Cognitive Processing and Consciousness
According to the LIDA model and GWT (see Introduction), a major functional role of consciousness is to
distribute important perceptual information to different, specialized brain
areas. (Novel Hypothesis 5 in [8]) It is possible to derive a way to measure the elapsed
time between the sensing of a stimulus and its becoming a conscious event from
this hypothesis. Unconscious processing of the stimulus appears to be more
localized in sensory areas (e.g. the visual cortex for visual stimuli), meaning
that these areas have the highest activity in the unconscious processing stage.
Conscious processing can be said to start at the moment other brain areas, for
example those involved in decision making/action selection (e.g. pre-frontal
areas, see next section), become highly active – this information can be
derived from fast brain imaging techniques.There are experimental indications that this distribution of information, termed
the conscious broadcast [16] commences about 200–280 ms post stimulus (Figure 6).For substantiating the claim of when conscious processing starts, comparisons of
conscious and non-conscious processing of the same stimulus are sometimes used.
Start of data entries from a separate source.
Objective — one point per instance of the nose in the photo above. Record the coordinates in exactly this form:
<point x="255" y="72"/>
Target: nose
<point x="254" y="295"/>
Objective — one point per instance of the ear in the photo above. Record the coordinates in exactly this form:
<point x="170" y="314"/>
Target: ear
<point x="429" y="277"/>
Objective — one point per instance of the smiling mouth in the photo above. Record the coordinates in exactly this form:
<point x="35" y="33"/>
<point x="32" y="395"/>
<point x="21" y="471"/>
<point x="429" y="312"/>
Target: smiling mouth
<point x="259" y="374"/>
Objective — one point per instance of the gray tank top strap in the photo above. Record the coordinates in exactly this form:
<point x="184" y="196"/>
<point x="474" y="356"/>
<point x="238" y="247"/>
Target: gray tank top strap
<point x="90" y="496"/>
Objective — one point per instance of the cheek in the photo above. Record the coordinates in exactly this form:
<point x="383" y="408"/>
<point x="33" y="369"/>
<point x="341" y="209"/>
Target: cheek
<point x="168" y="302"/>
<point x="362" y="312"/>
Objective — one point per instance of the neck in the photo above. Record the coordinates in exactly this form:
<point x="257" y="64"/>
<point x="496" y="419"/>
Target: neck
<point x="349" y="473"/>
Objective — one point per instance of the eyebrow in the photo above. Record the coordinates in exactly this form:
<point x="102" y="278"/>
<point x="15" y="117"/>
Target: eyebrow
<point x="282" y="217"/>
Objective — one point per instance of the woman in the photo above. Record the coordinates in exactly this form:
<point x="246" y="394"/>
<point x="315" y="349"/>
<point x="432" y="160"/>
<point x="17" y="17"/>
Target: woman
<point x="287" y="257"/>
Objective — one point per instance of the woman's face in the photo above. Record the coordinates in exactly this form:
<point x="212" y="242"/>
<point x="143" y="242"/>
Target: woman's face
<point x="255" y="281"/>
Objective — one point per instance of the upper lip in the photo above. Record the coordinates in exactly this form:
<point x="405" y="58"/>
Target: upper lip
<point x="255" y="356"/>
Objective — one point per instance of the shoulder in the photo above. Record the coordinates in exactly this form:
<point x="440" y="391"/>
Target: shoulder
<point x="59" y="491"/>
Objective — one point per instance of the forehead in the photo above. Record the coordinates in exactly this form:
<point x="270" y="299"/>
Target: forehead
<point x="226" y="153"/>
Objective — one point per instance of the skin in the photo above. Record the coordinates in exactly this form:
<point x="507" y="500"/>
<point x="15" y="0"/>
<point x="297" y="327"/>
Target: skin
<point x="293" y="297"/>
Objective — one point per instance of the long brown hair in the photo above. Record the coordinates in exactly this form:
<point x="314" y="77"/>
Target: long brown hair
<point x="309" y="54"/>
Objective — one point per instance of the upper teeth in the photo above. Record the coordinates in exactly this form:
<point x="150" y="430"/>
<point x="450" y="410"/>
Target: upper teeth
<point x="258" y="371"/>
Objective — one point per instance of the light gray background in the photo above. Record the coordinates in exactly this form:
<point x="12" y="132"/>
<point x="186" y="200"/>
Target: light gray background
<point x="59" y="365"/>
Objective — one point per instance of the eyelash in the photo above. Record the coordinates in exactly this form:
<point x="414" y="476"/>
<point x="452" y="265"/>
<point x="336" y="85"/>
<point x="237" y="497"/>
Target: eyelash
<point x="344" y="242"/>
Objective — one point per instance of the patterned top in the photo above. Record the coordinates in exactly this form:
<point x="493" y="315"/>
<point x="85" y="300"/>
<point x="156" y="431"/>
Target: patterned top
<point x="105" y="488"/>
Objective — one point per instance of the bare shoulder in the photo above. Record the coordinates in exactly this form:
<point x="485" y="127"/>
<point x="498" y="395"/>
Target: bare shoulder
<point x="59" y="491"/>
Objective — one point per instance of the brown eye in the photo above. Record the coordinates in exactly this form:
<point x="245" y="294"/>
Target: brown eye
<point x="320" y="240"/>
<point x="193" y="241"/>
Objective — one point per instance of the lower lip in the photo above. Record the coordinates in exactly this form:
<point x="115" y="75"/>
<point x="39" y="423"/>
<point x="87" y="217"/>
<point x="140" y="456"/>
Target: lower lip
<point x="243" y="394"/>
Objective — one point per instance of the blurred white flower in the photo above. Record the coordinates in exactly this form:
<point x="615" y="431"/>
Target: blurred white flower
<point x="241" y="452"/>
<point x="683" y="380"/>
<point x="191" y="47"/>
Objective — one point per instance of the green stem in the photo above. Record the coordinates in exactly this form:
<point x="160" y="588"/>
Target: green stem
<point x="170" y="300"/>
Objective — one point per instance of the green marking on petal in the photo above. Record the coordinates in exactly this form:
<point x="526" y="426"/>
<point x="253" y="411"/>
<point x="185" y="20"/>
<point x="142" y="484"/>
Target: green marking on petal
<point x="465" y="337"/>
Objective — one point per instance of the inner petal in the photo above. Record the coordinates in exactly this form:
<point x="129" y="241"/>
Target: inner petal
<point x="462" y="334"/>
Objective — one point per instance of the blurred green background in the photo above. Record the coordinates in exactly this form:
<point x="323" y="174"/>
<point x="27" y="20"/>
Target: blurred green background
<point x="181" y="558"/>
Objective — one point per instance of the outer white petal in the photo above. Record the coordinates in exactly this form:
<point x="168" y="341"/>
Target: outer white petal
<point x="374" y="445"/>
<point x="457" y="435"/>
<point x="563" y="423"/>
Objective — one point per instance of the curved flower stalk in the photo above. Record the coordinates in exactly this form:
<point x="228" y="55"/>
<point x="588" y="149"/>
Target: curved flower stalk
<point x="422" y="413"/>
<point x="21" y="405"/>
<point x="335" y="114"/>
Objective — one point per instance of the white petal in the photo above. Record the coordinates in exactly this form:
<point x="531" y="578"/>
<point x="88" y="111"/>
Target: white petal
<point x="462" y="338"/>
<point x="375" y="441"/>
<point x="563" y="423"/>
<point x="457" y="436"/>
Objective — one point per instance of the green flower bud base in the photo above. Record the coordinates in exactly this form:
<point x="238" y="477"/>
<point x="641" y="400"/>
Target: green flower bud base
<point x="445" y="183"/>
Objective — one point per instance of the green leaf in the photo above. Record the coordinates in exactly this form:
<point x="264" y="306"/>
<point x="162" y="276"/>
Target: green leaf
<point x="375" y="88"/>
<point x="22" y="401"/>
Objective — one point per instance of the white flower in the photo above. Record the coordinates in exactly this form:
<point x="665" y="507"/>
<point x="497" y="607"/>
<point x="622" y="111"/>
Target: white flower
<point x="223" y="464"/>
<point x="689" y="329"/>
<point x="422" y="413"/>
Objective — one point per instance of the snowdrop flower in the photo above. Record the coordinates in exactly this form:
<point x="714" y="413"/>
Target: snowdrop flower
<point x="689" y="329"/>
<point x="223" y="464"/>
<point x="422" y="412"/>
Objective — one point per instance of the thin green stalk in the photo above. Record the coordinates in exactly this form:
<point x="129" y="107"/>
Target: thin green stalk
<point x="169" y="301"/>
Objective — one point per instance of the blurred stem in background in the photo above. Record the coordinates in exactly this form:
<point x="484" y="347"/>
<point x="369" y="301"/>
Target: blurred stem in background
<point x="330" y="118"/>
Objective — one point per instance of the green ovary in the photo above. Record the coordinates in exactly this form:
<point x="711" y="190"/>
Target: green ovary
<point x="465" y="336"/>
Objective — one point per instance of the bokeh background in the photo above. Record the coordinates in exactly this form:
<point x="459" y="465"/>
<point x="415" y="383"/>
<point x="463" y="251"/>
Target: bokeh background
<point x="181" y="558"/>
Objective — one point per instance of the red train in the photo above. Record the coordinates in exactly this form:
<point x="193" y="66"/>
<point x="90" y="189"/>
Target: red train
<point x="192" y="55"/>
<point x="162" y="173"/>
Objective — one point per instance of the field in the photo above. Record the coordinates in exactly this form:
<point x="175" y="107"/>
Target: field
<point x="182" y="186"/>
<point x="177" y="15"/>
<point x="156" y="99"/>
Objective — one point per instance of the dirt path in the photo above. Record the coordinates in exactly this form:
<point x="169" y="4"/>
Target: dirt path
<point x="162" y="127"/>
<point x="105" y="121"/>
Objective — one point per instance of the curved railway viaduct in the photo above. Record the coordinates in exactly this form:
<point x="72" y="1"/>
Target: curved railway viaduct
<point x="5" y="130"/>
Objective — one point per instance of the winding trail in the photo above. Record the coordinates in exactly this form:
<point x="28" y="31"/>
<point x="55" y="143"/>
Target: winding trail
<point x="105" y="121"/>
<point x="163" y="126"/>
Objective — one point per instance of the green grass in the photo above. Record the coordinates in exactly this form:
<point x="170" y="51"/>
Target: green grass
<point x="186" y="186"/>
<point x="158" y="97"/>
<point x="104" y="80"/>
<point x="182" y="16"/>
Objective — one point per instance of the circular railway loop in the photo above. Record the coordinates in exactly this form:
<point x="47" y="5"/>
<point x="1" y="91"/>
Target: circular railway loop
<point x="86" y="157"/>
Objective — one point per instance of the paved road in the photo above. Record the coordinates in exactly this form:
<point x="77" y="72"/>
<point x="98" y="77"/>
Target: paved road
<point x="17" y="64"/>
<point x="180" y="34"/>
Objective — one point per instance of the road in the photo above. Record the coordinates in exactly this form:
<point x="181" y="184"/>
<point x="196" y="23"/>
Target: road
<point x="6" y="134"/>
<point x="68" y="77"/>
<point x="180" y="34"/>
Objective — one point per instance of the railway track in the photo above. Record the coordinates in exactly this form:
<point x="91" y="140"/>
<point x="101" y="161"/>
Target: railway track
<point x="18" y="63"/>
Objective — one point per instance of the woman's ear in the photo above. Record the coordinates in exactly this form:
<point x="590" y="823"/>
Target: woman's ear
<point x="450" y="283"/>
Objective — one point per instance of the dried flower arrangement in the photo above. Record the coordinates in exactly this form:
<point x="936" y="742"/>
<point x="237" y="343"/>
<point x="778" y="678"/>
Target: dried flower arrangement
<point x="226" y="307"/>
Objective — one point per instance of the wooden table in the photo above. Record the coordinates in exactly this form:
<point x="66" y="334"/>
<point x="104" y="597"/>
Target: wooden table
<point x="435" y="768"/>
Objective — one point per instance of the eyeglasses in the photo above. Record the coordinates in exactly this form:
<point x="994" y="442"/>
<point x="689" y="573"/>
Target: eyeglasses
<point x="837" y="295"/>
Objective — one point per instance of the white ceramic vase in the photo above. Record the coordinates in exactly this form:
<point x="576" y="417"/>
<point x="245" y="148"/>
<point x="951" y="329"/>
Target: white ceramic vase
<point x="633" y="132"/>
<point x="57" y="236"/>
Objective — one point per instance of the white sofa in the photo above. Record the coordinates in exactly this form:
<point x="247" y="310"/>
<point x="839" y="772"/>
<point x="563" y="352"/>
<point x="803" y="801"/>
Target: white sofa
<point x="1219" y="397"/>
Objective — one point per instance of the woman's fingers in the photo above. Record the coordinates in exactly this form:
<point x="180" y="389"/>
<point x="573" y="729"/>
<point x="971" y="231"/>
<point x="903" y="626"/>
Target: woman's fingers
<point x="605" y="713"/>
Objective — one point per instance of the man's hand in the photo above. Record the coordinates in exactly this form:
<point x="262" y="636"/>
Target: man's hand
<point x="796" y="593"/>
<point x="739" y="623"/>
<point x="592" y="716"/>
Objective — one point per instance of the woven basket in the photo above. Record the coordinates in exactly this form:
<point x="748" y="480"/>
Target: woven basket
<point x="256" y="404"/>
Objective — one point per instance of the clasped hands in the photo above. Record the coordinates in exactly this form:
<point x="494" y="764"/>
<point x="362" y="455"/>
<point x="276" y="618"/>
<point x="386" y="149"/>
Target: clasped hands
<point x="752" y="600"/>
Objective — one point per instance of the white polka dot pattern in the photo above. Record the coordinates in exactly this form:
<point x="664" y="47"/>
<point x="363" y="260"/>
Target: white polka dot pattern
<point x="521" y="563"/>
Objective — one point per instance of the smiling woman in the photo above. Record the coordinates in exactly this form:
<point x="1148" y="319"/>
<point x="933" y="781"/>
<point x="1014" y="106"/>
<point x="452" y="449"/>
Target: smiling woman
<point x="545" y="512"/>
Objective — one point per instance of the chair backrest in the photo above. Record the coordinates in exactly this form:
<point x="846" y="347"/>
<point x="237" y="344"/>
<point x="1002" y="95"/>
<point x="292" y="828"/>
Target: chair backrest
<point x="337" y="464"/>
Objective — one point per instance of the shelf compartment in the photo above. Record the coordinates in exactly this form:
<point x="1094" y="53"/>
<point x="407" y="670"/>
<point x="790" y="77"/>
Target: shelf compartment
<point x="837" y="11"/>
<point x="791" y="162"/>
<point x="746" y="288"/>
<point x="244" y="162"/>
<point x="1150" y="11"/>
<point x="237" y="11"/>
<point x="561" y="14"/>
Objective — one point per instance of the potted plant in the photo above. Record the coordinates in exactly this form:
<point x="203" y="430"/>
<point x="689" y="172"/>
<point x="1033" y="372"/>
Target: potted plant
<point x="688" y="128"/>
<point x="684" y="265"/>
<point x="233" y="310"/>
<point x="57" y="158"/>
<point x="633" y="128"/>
There are a number of such neuroscientific experiments that yield useful timing
results from this point of view. Gaillard et al. [77] have conducted an
intracranial iEEG experiment using a visual masking procedure, performing trials
with and without conscious visibility of masked words (with and without showing
a mask very shortly after presenting the word), concluding that conscious
processing takes place 200–300 ms post stimulus. Other studies using EEG
and also using a masked visual paradigm indicated conscious processing to
commence at 270 ms [78], [79] (see also the survey about conscious and unconscious
processing in [36]). An MEG study using a different visual paradigm
(subjects had to decide whether a cue – a faint circular grating –
has been present or absent during stimulus presentation) concluded 240 ms post
stimulus as the onset of awareness-related activity [80]. A different MEG study
yielded similar results, for both auditory and visual conscious perception of
novel words [81].Another approach to determining the onset of conscious processing is by
calculating the amount of theta-gamma phase synchrony from brain oscillatory
data (see Introduction).A binocular rivalry experiment using EEG recordings conducted by Doesburg et al.
[37]
provides supporting evidence for this hypothesis. Doesburg et al. found that
gamma-oscillatory networks across the brain, formed and dissolved at the theta
frequency band, are time-locked to perceptual switching (they are time-locked to
which of the two stimuli the subject is aware of). On a spectral diagram of
their results they could identify the times in which the subject was aware of
one or the other stimulus, signified by high levels of theta-gamma phase
synchronization. The resulting time until one of the stimuli became conscious
was 260–380 ms (the temporal distance between the subject being
consciously aware of the first and then the second stimulus).The lower time
limit is consistent with a previous experiment by the same authors [55], which
observed maximal phase synchrony 220–280 ms post stimulus. It is also
consistent with the iEEG, EEG and MEG studies described above.The so called “Visual Awareness Negativity” (VAN), an ERP component
defined by the difference between ERPs to conscious versus unconscious stimuli,
also fits well into these time ranges, since the part of VAN that is affected by
attentional selection occurs at 200–260 ms [82].Finally, all the results above are to some extent consistent with the time frame
of the attentional blink [79], [50]. In attentional blink experiments, two masked visual
stimuli are presented in short succession. For short stimulus onset
asynchronies, the identification of the first target hinders the detection of
the second target (although the second target is easily seen if the temporal
distance between the two targets is increased). The worst identification
performance of the second stimulus has been observed at delays of about 225 ms
between the onsets of the two stimuli [50], which is consistent with
the LIDA hypothesis that there can be only one conscious content in one
cognitive cycle [8], [16]. This idea is also described by Doesburg et al., who
write that after one period of phase synchronization (of the subject being
conscious of a stimulus), desynchronization is required before the next period
of synchronization; and that during one period of synchronization the subject
can be conscious of only one stimulus [37].It should be pointed out that for determining the time of the conscious
broadcast, only the lower limits of the times determined by these experiments
are relevant. Cognitive processes after the times indicated by the upper limits
in these experimental results presumably include action selection processes (see
next section). Therefore, the time range of the conscious broadcast indicated in
Figure 6 has been
determined by taking into account only the lower limits of these results: the
smallest and the greatest lower limit.Summarizing, consciousness seems to involve large-scale integration of different
brain areas through phase coupling, and widespread distribution of sensory
information. In simple trials, conscious processing has been estimated to
commence C = 200–280 ms post stimulus (see Figure 6).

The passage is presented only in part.